This humorous story was sent to me by a friend of 53 years, Greg Stanford.
I mowed the lawn today, and after doing so I sat down and had a cold beer. The day was really quite beautiful, and the drink facilitated some deep thinking.
My wife walked by and asked me what I was doing, and I said ‘nothing’. The reason I said ‘nothing’ instead of saying ‘just thinking’ is because she then would have asked ‘about what?’ At that point I would have had to explain that men are deep thinkers about various topics, which would lead to other questions.
Finally I pondered an age old question: Is giving birth more painful than getting kicked in the nuts? Women always maintain that giving birth is way more painful than a guy getting kicked in the nuts, but how could they “know”? Well, after another beer, and some more heavy deductive thinking, I have come up with an answer to that question. Getting kicked in the nuts is more painful than having a baby, and even though I obviously couldn’t really “know”, here is the reason for my conclusion.
A year or so after giving birth, a woman will often say, “It might be nice to have another child.” On the other hand, you never hear a guy say, “You know, I think I would like another kick in the nuts.” I rest my case. Time for another beer, and then maybe a nap in that hammock.
A duck walks into a pub and orders a pint of beer and a ham sandwich.
The barman looks at him and says, “Hang on! You’re a duck.”
“I see your eyes are working,” replies the duck.
“And you can talk!” Exclaims the barman.
“I see your ears are working, too,” Says the duck. “Now if you don’t mind, can I have my beer and my sandwich please?”
“Certainly, sorry about that,” says the barman as he pulls the duck’s pint.
“It’s just we don’t get many ducks in this pub.. What are you doing round this way?”
“I’m working on the building site across the road,” Explains the duck. “I’m a plasterer.”

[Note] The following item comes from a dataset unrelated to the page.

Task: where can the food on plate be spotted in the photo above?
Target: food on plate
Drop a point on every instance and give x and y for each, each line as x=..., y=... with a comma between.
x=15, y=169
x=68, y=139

The flabbergasted barman cannot believe the duck and wants to learn more, but takes the hint when the duck pulls out a newspaper from his bag and proceeds to read it.
So, the duck reads his paper, drinks his beer, eats his sandwich, bids the barman good day and leaves.
The same thing happens for two weeks.
Then one day the circus comes to town.
The ringmaster comes into the pub for a pint and the barman says to him, “You’re with the circus, aren’t you? Well, I know this duck that could be just brilliant in your circus. He talks, drinks beer, eats sandwiches, reads the newspaper and everything!”
“Sounds marvelous,”says the ringmaster, handing over his business card.
“Get him to give me a call.”
So the next day when the duck comes into the pub the barman says, “Hey Mr. Duck, I reckon I can line you up with a top job, paying really good money.”
“I’m always looking for the next job,” Says the duck.
“Where is it?”
“At the circus,” says the barman.
“The circus?” Repeats the duck.
“That’s right,” replies the barman.
“The circus?” The duck asks again, “with the big tent?”
“Yeah,” the barman replies.
“With all the animals who live in cages, and performers who live in caravans?” says the duck.
“Of course,” the barman replies.
“And the tent has canvas sides and a big canvas roof with a hole in the middle?” persists the duck.
“That’s right!” says the barman.
The duck shakes his head in amazement, and says .. ………
“Why the hell would they need a plasterer??!”